I was greeted by a Belgian who helped me to moor Øya, he made the same route as me but in the other direction. Then it was a Luxembourger, then a Swede with whom I could to practice my Norwegian and finally two French boats. Gijòn is a common destination to land after crossing the Bay of Biscay. It’s nice to see people traveling and living on board like me, the last time it was the friends at the island of Yeu! In fact the vast majority of travellers do not bypass the Bay of Biscay as I did. Besides, I think they’re right!
The language barrier
If Gijòn will not disorient me for its specialty which is cider, the first cultural shock was the language. I don’t speak a word of Spanish and few Spanish speak English. It’s quickly complicated.
I end up with my bottle of cider at a table, I thought I ordered a glass but anyway… Another customer starts to speak to me in Spanish with a lot of vivacity, obviously I do not drink cider properly. After 10 minutes of explanations in Spanish and mimicry I finally understood the proper service of the cider: you have to use the glass and the spout provided by the server to aerate the cider. The cider should therefore be poured very high into the glass, and above all not serve more than one centimeter.

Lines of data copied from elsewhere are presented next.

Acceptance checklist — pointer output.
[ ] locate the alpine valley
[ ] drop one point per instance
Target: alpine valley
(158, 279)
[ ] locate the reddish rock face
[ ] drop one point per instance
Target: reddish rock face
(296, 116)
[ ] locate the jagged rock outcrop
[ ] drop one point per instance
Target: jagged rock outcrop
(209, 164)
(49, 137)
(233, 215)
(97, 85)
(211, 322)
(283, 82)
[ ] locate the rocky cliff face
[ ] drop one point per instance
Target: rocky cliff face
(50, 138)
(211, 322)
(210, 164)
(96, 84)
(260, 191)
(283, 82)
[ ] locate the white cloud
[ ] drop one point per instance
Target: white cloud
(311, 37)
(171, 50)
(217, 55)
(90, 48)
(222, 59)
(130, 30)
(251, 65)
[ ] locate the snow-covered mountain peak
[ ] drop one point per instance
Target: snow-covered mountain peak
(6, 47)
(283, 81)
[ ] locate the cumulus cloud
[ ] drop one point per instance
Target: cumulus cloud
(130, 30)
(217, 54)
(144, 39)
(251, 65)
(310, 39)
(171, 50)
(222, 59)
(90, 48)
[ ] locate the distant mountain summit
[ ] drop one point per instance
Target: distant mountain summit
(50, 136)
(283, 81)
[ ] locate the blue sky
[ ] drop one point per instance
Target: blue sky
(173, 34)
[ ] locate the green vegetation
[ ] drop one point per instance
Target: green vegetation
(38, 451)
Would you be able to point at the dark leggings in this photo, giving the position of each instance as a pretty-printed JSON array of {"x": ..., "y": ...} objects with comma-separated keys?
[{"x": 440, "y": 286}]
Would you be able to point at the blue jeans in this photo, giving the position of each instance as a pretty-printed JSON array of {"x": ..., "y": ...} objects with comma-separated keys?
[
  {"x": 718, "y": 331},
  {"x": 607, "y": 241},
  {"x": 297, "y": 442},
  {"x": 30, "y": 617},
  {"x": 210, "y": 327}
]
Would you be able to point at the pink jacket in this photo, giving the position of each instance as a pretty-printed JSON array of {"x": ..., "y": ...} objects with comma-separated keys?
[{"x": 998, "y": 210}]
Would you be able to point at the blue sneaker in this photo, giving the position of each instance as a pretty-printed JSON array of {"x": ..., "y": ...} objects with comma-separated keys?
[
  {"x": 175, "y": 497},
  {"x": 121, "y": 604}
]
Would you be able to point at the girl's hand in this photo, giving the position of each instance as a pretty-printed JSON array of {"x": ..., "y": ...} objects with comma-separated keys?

Later, I would observe the waiters on terraces supposed to be classy do the service behind kinds of urinals to avoid messing around.
Curious tradition, I’m not convinced by their stale cider…
The lonely guy
I’m noticing something. From Brittany I find that the waiters do not see me! I don’t exist: they look at me, see my neighbors but not me, even when I call them! I always have to go into the café and tell them to come and see me. When they come out they sweep the whole terrace once or twice to finally spot me.
A lonely guy? Put him at the bottom left in the shadow between the door of the service and the one of the toilet.
The lambda restaurateur
There in Spain it’s the same, I don’t know if they don’t do it on purpose, but they do!
Well, the citadel is pretty, it’s a city worth it, adiòs!
Speed record towards Viveiro
In the space of a few days I was able to break my speed record thanks to a slight swell coming from the 3/4 rear and a steady wind. I registered a record of 9.5kn ground speed over an hour, it was off Figueras and Foz. I did not believe it and checked several times but the GPS points do not lie, this is well produced. Even admitting that there was 1nd of power in my favor, I am still satisfied with my steel boat.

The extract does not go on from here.